# What is the gender of your Desert Torts?



## Shelly (Feb 26, 2010)

I was very surprised when Yvonne said that almost every Desert Tort rescue she receives is a male, and that males also outnumber females in the wild. I wonder why that is?

I have 1 female, and 2 males.


----------



## galvinkaos (Feb 26, 2010)

I have 2 unknown. Still small, so I don't know. Hatched Oct 2007.

Dawna


----------



## kimber_lee_314 (Feb 26, 2010)

I definite male, 1 definite female, 1 that looks like it's going to be female, and 2 too small to tell yet. Almost all my rescues are male too.


----------



## Yvonne G (Feb 26, 2010)

2.3.4


----------



## Sudhira (Feb 26, 2010)

At what age is gender determined?


----------



## kimber_lee_314 (Feb 27, 2010)

It's usually more of a size thing than age.

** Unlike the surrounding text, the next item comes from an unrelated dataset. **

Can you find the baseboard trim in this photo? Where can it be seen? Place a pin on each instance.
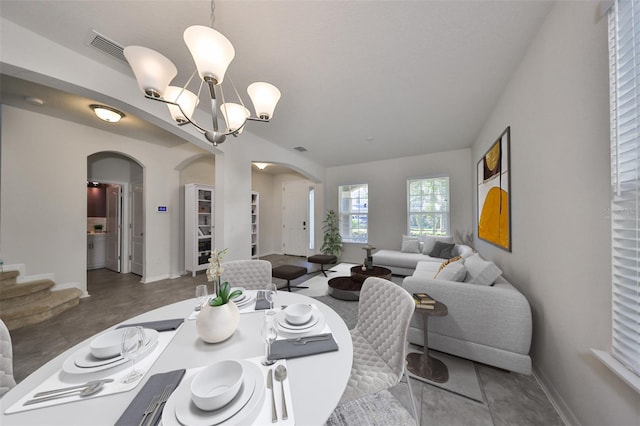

Some people say 8 inches, but even then, I've seen males that look like females at that size.


----------



## sushisurf13 (Mar 1, 2010)

I have one adult female and her three babies. The babies hatched 9/09.


----------



## APBT_Fanatic (Mar 9, 2010)

I have an adult male and two hatchlings, so I am not sure about them yet.


----------



## Stephanie Logan (Mar 9, 2010)

So isn't anyone going to speculate or explain the disproportionate ratio of rescued males?


----------



## kimber_lee_314 (Mar 9, 2010)

Well, here's my opinion. Like most torts, you can keep several females with a male, but it's harder to keep more than one male (well I've heard it can be - I've never had an issue with this.) So when someone gets a female, they usually just hang on to her.


----------



## sharlan (Mar 11, 2010)

I have 2 males that I've had since they were hatched.


----------